Tests

Your tests are either fast or honest. Real in-memory implementations are both. Mocks are neither.

The Principle

Your tests are either fast or honest. Real in-memory implementations are both. Mocks are neither.

Green CI, Burning Production

All tests passing. CI green. Deploy on a Friday afternoon, because nothing had ever broken before, and everything was tested.

The unique constraint on email fired in production. Every test had mocked db.findByEmail to return null, meaning "no duplicate, go ahead." That's what the tests needed it to return to reach the assertion. The mock was configured to succeed. It always succeeded. It never knew what the database actually contained, because it wasn't a database. It was a jest.fn() with instructions.

One unique constraint. Three hours of incident response. A revert. A postmortem with the word "mock" in it six times.

The mock didn't lie. It did exactly what you told it to do. That's the problem.

Mocks Are Self-Fulfilling Prophecies

When you write mockDatabase.findByEmail.mockReturnValue(null), you aren't testing whether the database returns null for a new email. You're testing whether your code handles a null return value correctly, assuming the database returns null, which you've decided it does, which is the thing you're supposed to be verifying.

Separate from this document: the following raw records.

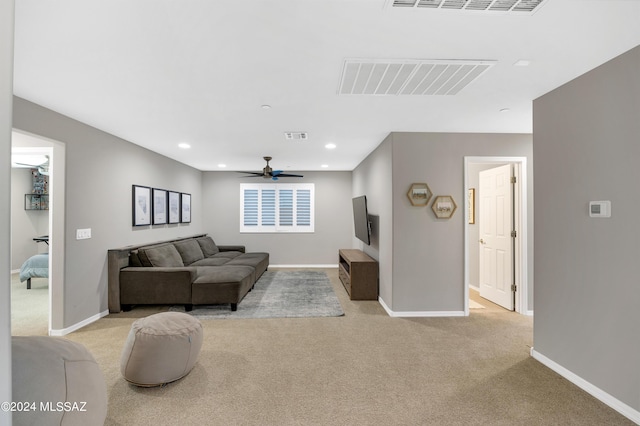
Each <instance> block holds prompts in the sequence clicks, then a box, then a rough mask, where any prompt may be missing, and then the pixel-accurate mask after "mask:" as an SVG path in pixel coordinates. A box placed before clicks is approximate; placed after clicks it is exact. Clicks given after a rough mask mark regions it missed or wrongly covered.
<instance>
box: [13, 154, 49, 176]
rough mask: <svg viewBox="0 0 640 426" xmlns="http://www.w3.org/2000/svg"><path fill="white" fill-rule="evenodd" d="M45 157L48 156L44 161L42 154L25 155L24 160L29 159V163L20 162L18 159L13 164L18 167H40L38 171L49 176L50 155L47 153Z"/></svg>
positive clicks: (35, 168) (40, 172) (44, 174)
mask: <svg viewBox="0 0 640 426" xmlns="http://www.w3.org/2000/svg"><path fill="white" fill-rule="evenodd" d="M44 157H45V158H46V160H45V161H44V162H42V160H41V158H42V156H24V158H25V160H23V161H28V163H19V162H17V161H16V162H14V163H13V164H15V165H16V166H18V167H29V168H32V169H38V173H40V174H41V175H45V176H49V156H48V155H45V156H44Z"/></svg>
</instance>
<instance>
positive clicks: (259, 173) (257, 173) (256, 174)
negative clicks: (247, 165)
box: [238, 171, 264, 177]
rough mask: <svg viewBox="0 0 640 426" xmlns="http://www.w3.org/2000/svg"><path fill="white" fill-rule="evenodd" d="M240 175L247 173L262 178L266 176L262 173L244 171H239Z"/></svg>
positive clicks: (250, 176)
mask: <svg viewBox="0 0 640 426" xmlns="http://www.w3.org/2000/svg"><path fill="white" fill-rule="evenodd" d="M238 173H246V174H248V175H254V176H262V175H263V174H264V173H262V172H242V171H238ZM245 177H251V176H245Z"/></svg>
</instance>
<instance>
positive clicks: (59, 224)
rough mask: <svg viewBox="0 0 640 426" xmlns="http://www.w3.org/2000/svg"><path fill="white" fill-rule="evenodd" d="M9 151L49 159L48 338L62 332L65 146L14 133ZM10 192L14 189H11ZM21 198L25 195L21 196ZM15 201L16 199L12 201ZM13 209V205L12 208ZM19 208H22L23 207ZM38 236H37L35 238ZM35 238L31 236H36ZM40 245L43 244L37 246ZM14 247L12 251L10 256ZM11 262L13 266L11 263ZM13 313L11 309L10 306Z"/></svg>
mask: <svg viewBox="0 0 640 426" xmlns="http://www.w3.org/2000/svg"><path fill="white" fill-rule="evenodd" d="M11 147H12V152H40V153H43V154H44V155H46V156H48V173H49V175H48V185H49V189H48V193H49V197H48V204H49V210H48V217H47V226H46V230H47V231H48V232H47V234H48V247H47V249H48V253H49V256H48V257H49V259H48V278H47V279H48V303H46V305H47V307H48V315H47V316H48V321H47V324H46V330H47V332H46V333H47V334H48V335H57V334H59V333H58V332H57V330H61V329H63V328H64V327H63V316H64V315H63V314H64V288H63V283H64V281H63V279H64V245H65V244H64V219H65V209H64V205H65V202H64V198H65V197H64V193H65V178H64V176H65V145H64V144H63V143H61V142H58V141H54V140H50V139H47V138H43V137H41V136H37V135H32V134H29V133H26V132H22V131H19V130H15V129H14V130H13V132H12V140H11ZM12 191H13V188H12ZM23 196H24V195H23ZM14 199H15V198H14ZM13 207H16V206H12V208H13ZM18 208H23V206H22V205H20V206H18ZM15 225H16V228H15V229H14V224H13V223H12V234H14V233H17V232H19V230H18V229H17V226H18V224H15ZM38 236H40V235H38ZM38 236H36V235H34V236H33V237H38ZM38 244H43V243H38ZM13 256H14V254H13V248H12V257H13ZM12 263H14V262H13V261H12ZM12 312H13V306H12Z"/></svg>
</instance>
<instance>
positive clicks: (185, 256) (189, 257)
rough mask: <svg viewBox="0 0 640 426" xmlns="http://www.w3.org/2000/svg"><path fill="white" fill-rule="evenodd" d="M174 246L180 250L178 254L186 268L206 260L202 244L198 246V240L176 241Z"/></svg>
mask: <svg viewBox="0 0 640 426" xmlns="http://www.w3.org/2000/svg"><path fill="white" fill-rule="evenodd" d="M173 245H174V246H175V247H176V250H178V253H180V257H181V258H182V261H183V262H184V264H185V266H187V265H191V264H192V263H193V262H197V261H198V260H202V259H204V254H203V253H202V249H201V248H200V244H198V242H197V241H196V240H184V241H176V242H175V243H173Z"/></svg>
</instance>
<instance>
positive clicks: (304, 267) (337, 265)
mask: <svg viewBox="0 0 640 426" xmlns="http://www.w3.org/2000/svg"><path fill="white" fill-rule="evenodd" d="M337 267H338V264H337V263H335V264H326V265H324V264H318V265H306V264H305V265H273V264H271V265H269V268H337Z"/></svg>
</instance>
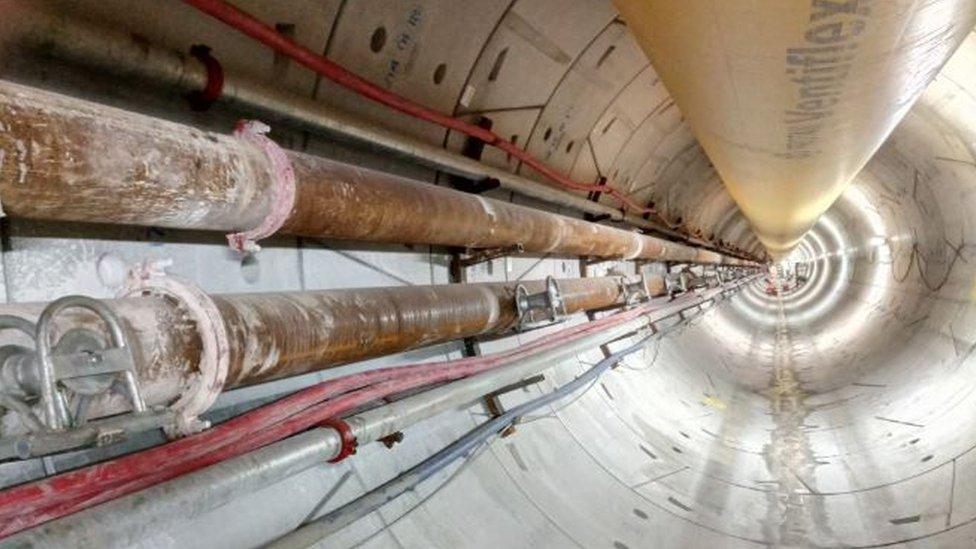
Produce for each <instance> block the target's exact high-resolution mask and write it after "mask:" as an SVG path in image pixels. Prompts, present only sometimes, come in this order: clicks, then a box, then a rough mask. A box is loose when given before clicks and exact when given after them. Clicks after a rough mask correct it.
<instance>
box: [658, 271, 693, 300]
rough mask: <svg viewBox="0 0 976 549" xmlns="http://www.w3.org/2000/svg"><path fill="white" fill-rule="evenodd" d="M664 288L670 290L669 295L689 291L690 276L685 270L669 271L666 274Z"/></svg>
mask: <svg viewBox="0 0 976 549" xmlns="http://www.w3.org/2000/svg"><path fill="white" fill-rule="evenodd" d="M664 288H665V290H667V292H668V297H674V296H676V295H678V294H683V293H685V292H687V291H688V277H687V276H685V273H684V271H682V272H680V273H667V274H665V275H664Z"/></svg>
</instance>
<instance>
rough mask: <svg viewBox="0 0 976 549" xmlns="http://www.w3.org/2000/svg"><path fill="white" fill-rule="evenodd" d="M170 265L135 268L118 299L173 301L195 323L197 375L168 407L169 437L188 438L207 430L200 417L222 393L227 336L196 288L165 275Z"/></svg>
mask: <svg viewBox="0 0 976 549" xmlns="http://www.w3.org/2000/svg"><path fill="white" fill-rule="evenodd" d="M169 264H170V262H169V261H157V262H145V263H143V264H141V265H137V266H136V267H134V268H133V269H132V270H131V271H130V273H129V277H128V279H127V280H126V283H125V285H124V287H123V288H122V291H121V292H120V294H119V295H120V297H128V296H132V295H160V296H165V297H169V298H171V299H174V300H176V301H177V302H178V303H179V304H180V306H181V307H182V308H183V309H184V310H186V312H187V314H188V315H189V317H190V318H192V319H193V321H194V322H195V323H196V327H197V332H198V333H199V335H200V341H201V344H202V346H203V349H202V353H201V356H200V365H199V368H198V369H199V374H198V375H196V376H194V378H193V380H192V381H191V383H190V387H189V390H187V391H185V392H184V393H183V395H182V396H180V398H179V399H178V400H177V401H176V402H174V403H173V404H172V405H170V408H171V409H172V410H173V411H175V412H176V424H175V425H174V426H172V427H171V428H168V429H167V434H168V435H170V436H171V437H178V436H185V435H190V434H193V433H196V432H199V431H202V430H204V429H207V428H208V427H210V424H209V423H208V422H207V421H204V420H201V419H200V417H199V416H200V414H202V413H204V412H206V411H207V410H209V409H210V407H211V406H212V405H213V403H214V402H215V401H216V400H217V397H218V396H219V395H220V393H221V392H222V391H223V388H224V382H225V381H226V380H227V372H228V370H229V368H230V366H229V365H230V343H229V340H230V336H229V334H228V333H227V328H226V326H225V325H224V322H223V318H222V317H221V314H220V310H219V309H217V305H216V304H215V303H214V302H213V300H212V299H211V298H210V296H208V295H207V294H206V293H204V292H203V290H201V289H200V288H199V287H198V286H196V285H195V284H193V283H191V282H189V281H186V280H182V279H180V278H177V277H174V276H170V275H168V274H166V272H165V268H166V267H168V266H169Z"/></svg>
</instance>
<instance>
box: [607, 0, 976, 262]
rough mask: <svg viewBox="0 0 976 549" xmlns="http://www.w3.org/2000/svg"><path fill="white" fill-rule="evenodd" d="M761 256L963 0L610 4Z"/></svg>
mask: <svg viewBox="0 0 976 549" xmlns="http://www.w3.org/2000/svg"><path fill="white" fill-rule="evenodd" d="M614 3H615V5H616V6H617V7H618V9H620V12H621V15H623V17H624V19H625V20H626V21H627V26H628V27H629V28H630V30H631V31H632V32H633V33H634V34H635V35H636V36H637V39H638V41H639V42H640V43H641V45H642V46H643V48H644V51H645V52H646V53H647V55H648V57H650V59H651V62H652V63H653V64H654V68H655V70H656V71H657V73H658V74H659V75H660V76H661V80H662V81H663V83H664V85H665V87H667V89H668V91H669V92H670V93H671V96H672V97H673V98H674V99H675V101H676V102H677V104H678V107H679V108H680V109H681V112H682V114H684V115H685V116H686V117H687V118H688V122H689V123H690V124H691V128H692V130H693V131H694V133H695V136H696V137H697V138H698V141H699V142H700V143H701V144H702V147H703V148H704V149H705V152H706V153H707V154H708V157H709V159H711V161H712V162H713V163H714V164H715V168H716V169H717V170H718V172H719V174H720V175H721V176H722V180H723V181H724V183H725V186H726V188H727V189H728V190H729V193H730V194H731V195H732V197H733V198H734V199H735V201H736V203H738V205H739V208H740V209H741V210H742V212H743V213H744V214H745V216H746V217H747V218H748V219H749V221H750V222H751V223H752V226H753V229H754V230H755V233H756V236H757V237H758V238H759V240H760V241H761V242H762V243H763V244H764V245H765V246H766V249H767V250H768V251H769V252H770V254H772V255H773V256H774V257H783V256H785V254H786V253H788V252H789V251H790V250H791V249H792V248H793V247H794V246H796V244H797V243H798V242H799V240H800V238H801V237H802V236H803V235H804V234H805V233H806V232H807V230H808V229H809V228H810V227H811V226H813V224H814V223H815V222H816V220H817V219H818V218H819V217H820V215H821V214H822V213H823V212H825V211H826V210H827V208H829V207H830V205H831V204H833V203H834V201H835V200H836V199H837V197H838V196H840V194H841V192H842V191H843V190H844V188H845V187H846V186H847V184H848V183H850V181H851V179H852V178H853V177H854V176H855V175H856V174H857V173H858V172H859V171H860V170H861V168H862V167H863V166H864V164H865V163H866V162H867V161H868V160H869V159H870V158H871V156H872V155H873V154H874V152H875V151H876V150H877V149H878V147H879V146H880V145H881V143H882V142H884V140H885V139H886V138H887V137H888V134H889V133H891V130H892V129H894V127H895V126H896V125H897V124H898V122H899V121H901V119H902V118H903V117H904V116H905V114H906V113H907V112H908V109H909V108H911V106H912V104H914V102H915V100H916V99H917V98H918V96H919V94H921V93H922V91H923V90H924V89H925V88H926V86H928V84H929V82H931V81H932V79H933V78H934V77H935V75H936V74H937V73H938V72H939V69H941V68H942V65H943V64H945V62H946V61H947V60H948V59H949V57H950V56H951V55H952V53H953V52H955V51H956V48H958V47H959V44H961V43H962V40H963V39H964V38H965V37H966V35H967V34H968V33H969V32H970V30H972V28H973V25H974V24H976V2H973V1H972V0H934V1H933V0H929V1H919V0H883V1H869V0H843V1H842V0H794V1H788V2H784V1H783V0H722V1H721V2H688V1H686V0H615V2H614Z"/></svg>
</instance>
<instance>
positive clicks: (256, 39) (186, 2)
mask: <svg viewBox="0 0 976 549" xmlns="http://www.w3.org/2000/svg"><path fill="white" fill-rule="evenodd" d="M183 1H184V2H186V3H187V4H190V5H191V6H193V7H195V8H197V9H198V10H200V11H202V12H204V13H206V14H208V15H210V16H212V17H214V18H216V19H218V20H220V21H222V22H224V23H226V24H227V25H230V26H231V27H234V28H235V29H237V30H239V31H241V32H242V33H244V34H246V35H247V36H250V37H251V38H253V39H255V40H257V41H259V42H261V43H262V44H264V45H266V46H268V47H270V48H272V49H273V50H275V51H277V52H278V53H281V54H282V55H285V56H287V57H290V58H291V59H293V60H294V61H296V62H298V63H301V64H302V65H304V66H305V67H307V68H309V69H311V70H312V71H314V72H316V73H318V74H319V75H321V76H323V77H325V78H328V79H329V80H331V81H333V82H335V83H336V84H339V85H340V86H342V87H344V88H346V89H348V90H351V91H353V92H355V93H357V94H359V95H361V96H363V97H367V98H369V99H372V100H373V101H376V102H377V103H381V104H383V105H386V106H387V107H390V108H392V109H396V110H398V111H400V112H402V113H406V114H409V115H410V116H413V117H414V118H419V119H421V120H426V121H428V122H432V123H434V124H437V125H439V126H441V127H444V128H447V129H449V130H454V131H456V132H460V133H463V134H465V135H468V136H470V137H473V138H475V139H478V140H480V141H483V142H485V143H487V144H489V145H492V146H495V147H497V148H499V149H501V150H502V151H504V152H505V153H507V154H509V155H511V156H513V157H515V158H517V159H519V160H520V161H521V162H523V163H524V164H525V165H526V166H529V167H531V168H532V169H534V170H535V171H537V172H539V173H540V174H542V175H544V176H545V177H547V178H549V179H550V180H552V181H555V182H556V183H558V184H560V185H561V186H563V187H566V188H569V189H573V190H577V191H599V192H601V193H604V194H607V195H610V196H612V197H613V198H614V199H615V200H617V202H619V203H620V204H621V206H623V208H624V209H625V210H631V211H633V212H636V213H637V214H638V215H643V214H650V215H653V216H655V217H657V218H658V219H660V220H661V222H662V223H664V224H665V225H666V226H668V227H669V228H672V229H676V228H679V227H680V226H681V225H680V224H675V223H671V222H670V221H669V220H668V219H667V218H666V217H664V215H662V214H661V213H660V212H658V211H657V210H655V209H654V208H650V207H647V206H643V205H641V204H638V203H637V202H635V201H634V200H633V199H632V198H630V197H629V196H627V195H625V194H623V193H621V192H620V191H619V190H617V189H614V188H610V187H607V186H605V185H599V184H588V183H580V182H578V181H574V180H573V179H571V178H569V177H568V176H566V175H564V174H562V173H560V172H559V171H557V170H555V169H554V168H553V167H551V166H549V165H548V164H546V163H545V162H543V161H541V160H539V159H538V158H536V157H534V156H532V155H531V154H529V153H528V152H526V151H525V150H523V149H521V148H519V147H518V146H516V145H514V144H513V143H511V142H509V141H508V140H506V139H503V138H501V137H500V136H499V135H497V134H495V133H494V132H492V131H490V130H487V129H485V128H481V127H479V126H476V125H474V124H469V123H467V122H465V121H463V120H459V119H457V118H454V117H452V116H449V115H446V114H444V113H441V112H438V111H436V110H434V109H431V108H428V107H425V106H423V105H420V104H418V103H415V102H413V101H411V100H409V99H407V98H405V97H402V96H400V95H397V94H395V93H393V92H391V91H389V90H385V89H383V88H381V87H379V86H377V85H375V84H373V83H372V82H370V81H368V80H366V79H364V78H362V77H360V76H357V75H356V74H353V73H352V72H350V71H348V70H346V69H345V68H343V67H341V66H339V65H337V64H336V63H334V62H332V61H330V60H329V59H328V58H327V57H325V56H323V55H319V54H317V53H315V52H313V51H312V50H309V49H308V48H306V47H304V46H302V45H301V44H298V43H297V42H295V41H294V40H292V39H291V38H288V37H286V36H285V35H283V34H281V33H279V32H278V31H277V30H275V29H274V28H273V27H271V26H268V25H266V24H264V23H263V22H261V21H260V20H259V19H257V18H255V17H254V16H252V15H251V14H249V13H247V12H244V11H241V10H239V9H237V8H235V7H234V6H232V5H230V4H228V3H227V2H225V1H224V0H183Z"/></svg>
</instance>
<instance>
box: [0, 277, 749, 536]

The circular logic is invisible because it passes.

Mocks test your assumptions. Real implementations test your code. Those are not the same test.

Build a Real Substitute

The alternative is more work upfront. Build a real in-memory implementation of your dependency: one that has actual logic behind it. A MemDatabase that stores rows in a hash map and enforces constraints. It lives alongside your code permanently. It's not a test artifact. It's a lightweight implementation that happens to be fast and in-process.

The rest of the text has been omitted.